Some pastors treat rest like it is a gold medal at the end of a ministry marathon, the prize you get only after you have preached, visited, emailed, texted, counselled, solved a crisis, cleaned up the youth room, and contemplated the meaning of life in the parking lot. In other words, we rest only when we are one sermon away from burning toast instead of burning bright.
The problem, of course, is that God never treated rest like a treat. He baked it right into the recipe for being human. It was never meant to be the finish line; it was meant to be part of the rhythm.
Genesis tells us that God rested on the seventh day.
Not because He was tired. Not because the angels had worn Him out with questions. He rested because He was modelling the kind of life that actually works. From the very beginning, God wove rest into the fabric of creation. If the Creator of the universe practiced rest, then His pastors probably should not act like rest is optional, or worse, sinful.

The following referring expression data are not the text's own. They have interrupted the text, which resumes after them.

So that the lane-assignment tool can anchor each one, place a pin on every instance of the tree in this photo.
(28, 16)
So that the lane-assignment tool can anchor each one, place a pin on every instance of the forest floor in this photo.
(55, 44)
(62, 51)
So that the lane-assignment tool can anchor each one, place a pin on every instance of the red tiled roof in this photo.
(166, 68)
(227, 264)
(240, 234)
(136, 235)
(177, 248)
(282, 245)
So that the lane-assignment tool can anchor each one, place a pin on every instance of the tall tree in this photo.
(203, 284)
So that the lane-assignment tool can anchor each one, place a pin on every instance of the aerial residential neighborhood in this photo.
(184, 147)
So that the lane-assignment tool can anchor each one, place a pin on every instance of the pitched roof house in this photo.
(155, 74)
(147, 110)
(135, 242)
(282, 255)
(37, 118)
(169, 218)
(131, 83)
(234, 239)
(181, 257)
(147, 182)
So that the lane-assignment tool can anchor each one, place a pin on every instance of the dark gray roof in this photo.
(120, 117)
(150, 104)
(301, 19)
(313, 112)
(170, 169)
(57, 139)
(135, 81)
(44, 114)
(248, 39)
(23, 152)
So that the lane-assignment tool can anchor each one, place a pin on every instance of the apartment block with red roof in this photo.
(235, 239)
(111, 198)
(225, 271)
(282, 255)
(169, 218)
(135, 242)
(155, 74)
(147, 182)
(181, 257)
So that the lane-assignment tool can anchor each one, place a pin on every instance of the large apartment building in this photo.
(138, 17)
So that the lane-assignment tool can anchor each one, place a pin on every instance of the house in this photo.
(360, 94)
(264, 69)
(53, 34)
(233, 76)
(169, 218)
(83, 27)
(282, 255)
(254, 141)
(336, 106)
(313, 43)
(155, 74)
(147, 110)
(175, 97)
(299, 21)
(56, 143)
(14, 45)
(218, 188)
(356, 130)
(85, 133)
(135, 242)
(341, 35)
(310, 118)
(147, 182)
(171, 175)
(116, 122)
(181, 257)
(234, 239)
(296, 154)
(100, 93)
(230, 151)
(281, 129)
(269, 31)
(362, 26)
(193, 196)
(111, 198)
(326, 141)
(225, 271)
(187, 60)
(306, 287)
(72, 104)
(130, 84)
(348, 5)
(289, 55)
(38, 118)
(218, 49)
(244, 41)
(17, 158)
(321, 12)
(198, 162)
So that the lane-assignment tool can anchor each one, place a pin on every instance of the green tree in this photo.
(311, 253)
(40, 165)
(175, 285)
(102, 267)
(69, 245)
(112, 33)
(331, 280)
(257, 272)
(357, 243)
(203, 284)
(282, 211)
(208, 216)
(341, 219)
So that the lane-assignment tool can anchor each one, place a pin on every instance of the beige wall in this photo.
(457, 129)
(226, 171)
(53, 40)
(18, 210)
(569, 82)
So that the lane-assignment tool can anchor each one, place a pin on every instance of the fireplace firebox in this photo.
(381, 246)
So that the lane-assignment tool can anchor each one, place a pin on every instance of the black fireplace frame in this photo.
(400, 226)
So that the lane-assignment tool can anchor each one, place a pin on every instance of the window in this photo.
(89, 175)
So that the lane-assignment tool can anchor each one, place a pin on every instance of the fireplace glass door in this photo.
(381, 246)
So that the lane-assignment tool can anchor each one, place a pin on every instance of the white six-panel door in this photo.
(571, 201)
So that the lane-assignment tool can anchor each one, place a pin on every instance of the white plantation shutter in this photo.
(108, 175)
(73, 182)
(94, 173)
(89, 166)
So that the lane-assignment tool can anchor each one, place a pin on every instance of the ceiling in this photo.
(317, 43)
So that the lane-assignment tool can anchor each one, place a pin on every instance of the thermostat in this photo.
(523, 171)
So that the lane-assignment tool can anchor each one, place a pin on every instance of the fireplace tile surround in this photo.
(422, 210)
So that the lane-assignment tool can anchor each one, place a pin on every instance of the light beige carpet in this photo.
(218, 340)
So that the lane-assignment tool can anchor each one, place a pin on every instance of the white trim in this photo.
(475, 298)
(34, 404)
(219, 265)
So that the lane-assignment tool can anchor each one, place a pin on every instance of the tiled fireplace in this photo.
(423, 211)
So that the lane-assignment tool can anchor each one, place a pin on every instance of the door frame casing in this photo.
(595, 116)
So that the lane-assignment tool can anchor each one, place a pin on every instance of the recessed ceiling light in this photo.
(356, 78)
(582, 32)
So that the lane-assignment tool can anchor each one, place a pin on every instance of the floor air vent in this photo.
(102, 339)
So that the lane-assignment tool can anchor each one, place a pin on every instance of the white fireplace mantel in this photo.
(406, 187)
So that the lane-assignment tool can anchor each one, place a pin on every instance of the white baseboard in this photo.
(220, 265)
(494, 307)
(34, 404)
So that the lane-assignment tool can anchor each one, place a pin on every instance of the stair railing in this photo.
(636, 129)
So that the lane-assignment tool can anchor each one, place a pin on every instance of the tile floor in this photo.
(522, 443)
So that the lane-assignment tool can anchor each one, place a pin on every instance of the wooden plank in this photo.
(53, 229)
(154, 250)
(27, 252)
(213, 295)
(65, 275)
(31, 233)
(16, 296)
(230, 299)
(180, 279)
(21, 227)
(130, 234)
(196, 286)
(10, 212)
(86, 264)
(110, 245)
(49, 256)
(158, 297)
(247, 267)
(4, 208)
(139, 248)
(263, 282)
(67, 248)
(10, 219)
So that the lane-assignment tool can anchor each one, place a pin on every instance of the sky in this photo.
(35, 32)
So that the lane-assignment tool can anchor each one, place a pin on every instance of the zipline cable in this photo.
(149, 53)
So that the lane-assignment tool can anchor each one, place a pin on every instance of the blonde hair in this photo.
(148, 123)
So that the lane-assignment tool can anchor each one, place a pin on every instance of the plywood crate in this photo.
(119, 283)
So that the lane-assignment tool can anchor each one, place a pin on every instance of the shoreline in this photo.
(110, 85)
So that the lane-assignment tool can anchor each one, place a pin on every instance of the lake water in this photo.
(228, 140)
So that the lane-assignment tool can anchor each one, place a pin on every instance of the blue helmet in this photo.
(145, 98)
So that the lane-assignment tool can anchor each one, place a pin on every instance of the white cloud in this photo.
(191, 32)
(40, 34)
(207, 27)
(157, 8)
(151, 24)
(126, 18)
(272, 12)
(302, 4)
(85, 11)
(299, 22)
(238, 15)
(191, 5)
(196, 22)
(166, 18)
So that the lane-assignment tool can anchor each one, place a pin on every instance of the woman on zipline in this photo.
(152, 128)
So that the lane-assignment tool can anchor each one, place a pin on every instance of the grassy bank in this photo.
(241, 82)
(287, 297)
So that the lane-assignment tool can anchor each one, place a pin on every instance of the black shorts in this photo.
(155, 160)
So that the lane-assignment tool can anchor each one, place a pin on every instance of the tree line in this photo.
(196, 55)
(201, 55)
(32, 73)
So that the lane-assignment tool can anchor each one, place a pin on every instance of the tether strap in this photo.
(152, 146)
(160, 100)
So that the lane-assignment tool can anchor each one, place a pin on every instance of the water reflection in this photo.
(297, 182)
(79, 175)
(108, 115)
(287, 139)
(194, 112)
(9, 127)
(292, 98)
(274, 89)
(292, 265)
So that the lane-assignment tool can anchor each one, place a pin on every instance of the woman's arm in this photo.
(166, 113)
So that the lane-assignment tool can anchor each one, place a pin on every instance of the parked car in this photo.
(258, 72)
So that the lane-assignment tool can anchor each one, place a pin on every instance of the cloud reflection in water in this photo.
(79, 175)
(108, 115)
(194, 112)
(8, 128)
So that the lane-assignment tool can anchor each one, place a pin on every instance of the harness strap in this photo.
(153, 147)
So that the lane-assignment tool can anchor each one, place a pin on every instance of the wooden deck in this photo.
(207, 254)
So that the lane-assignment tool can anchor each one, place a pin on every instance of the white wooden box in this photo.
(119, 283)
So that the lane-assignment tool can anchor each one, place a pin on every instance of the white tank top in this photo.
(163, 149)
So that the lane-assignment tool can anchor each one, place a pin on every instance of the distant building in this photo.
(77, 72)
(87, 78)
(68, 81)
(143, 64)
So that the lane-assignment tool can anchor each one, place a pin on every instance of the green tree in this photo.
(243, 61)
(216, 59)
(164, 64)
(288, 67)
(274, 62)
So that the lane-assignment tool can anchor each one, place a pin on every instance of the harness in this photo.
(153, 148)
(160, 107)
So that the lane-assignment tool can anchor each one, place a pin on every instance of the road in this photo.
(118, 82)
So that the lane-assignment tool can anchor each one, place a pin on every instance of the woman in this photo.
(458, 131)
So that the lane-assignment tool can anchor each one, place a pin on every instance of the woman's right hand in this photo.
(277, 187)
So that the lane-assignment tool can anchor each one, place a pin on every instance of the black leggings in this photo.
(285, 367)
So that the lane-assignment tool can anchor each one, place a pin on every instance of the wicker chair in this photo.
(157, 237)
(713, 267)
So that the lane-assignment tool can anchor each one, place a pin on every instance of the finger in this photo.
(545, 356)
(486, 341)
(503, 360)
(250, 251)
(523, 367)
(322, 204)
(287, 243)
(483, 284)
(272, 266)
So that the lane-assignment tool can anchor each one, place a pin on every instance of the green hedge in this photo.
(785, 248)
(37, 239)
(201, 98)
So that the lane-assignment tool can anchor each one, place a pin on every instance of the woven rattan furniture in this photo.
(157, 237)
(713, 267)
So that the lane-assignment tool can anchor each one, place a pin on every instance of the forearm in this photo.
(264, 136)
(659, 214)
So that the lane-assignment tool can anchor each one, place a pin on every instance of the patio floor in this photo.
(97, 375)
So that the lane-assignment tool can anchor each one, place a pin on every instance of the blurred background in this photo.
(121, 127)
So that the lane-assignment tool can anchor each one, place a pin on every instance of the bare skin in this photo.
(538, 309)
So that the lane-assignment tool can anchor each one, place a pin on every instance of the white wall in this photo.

And then you get to the Sabbath command.
It sits right there with the big ones. No idols, no adultery, take a nap. God does not say, “Rest if you earned it.” He says, “Rest because you exist.” It is a gift, not a gold star.
Then Jesus comes along in the New Testament and, frankly, He doubles down. Jesus rested often and unapologetically. He took off to lonely places to pray. He napped in boats. He ate long meals. He withdrew from the crowds even when people had legitimate needs. Jesus, the most productive human in history, had a rhythm that would make most pastors feel guilty. But He was not guilty, He was healthy.
If the Son of God can say no, step away, sleep through a storm, and take time to breathe, then introverted pastors certainly can too. Rest is not laziness. Rest is obedience. It is humility. It is admitting we are not God, we are not infinite, and no amount of caffeine can magically make us omnipresent.
For introverted pastors, this matters even more. We recharge differently. We burn out differently. And we recover differently. When we treat rest like a bonus instead of a baseline, we get worn thin, sharp around the edges, emotionally brittle, and spiritually foggy. That is when even good ministry starts feeling like punishment.
So here is the truth you already know but probably hate to admit:
Rest is not a reward for surviving your week.
Rest is a requirement for serving your King.
Build it into your rhythm. Schedule it like a meeting you refuse to cancel. Guard it like you guard your preaching time. Let Sabbath be Sabbath again, not an afterthought squeezed between two ministry emergencies.
Rest is not a reward. It is a reminder.
A reminder that God is God, and we are not.
A reminder that we serve from fullness, not exhaustion.
A reminder that the Shepherd leads us beside still waters, not into endless hustle.
And if anyone asks why you are resting, just smile and say what Jesus said, “The Sabbath was made for people.” Then go take your nap with a clean conscience.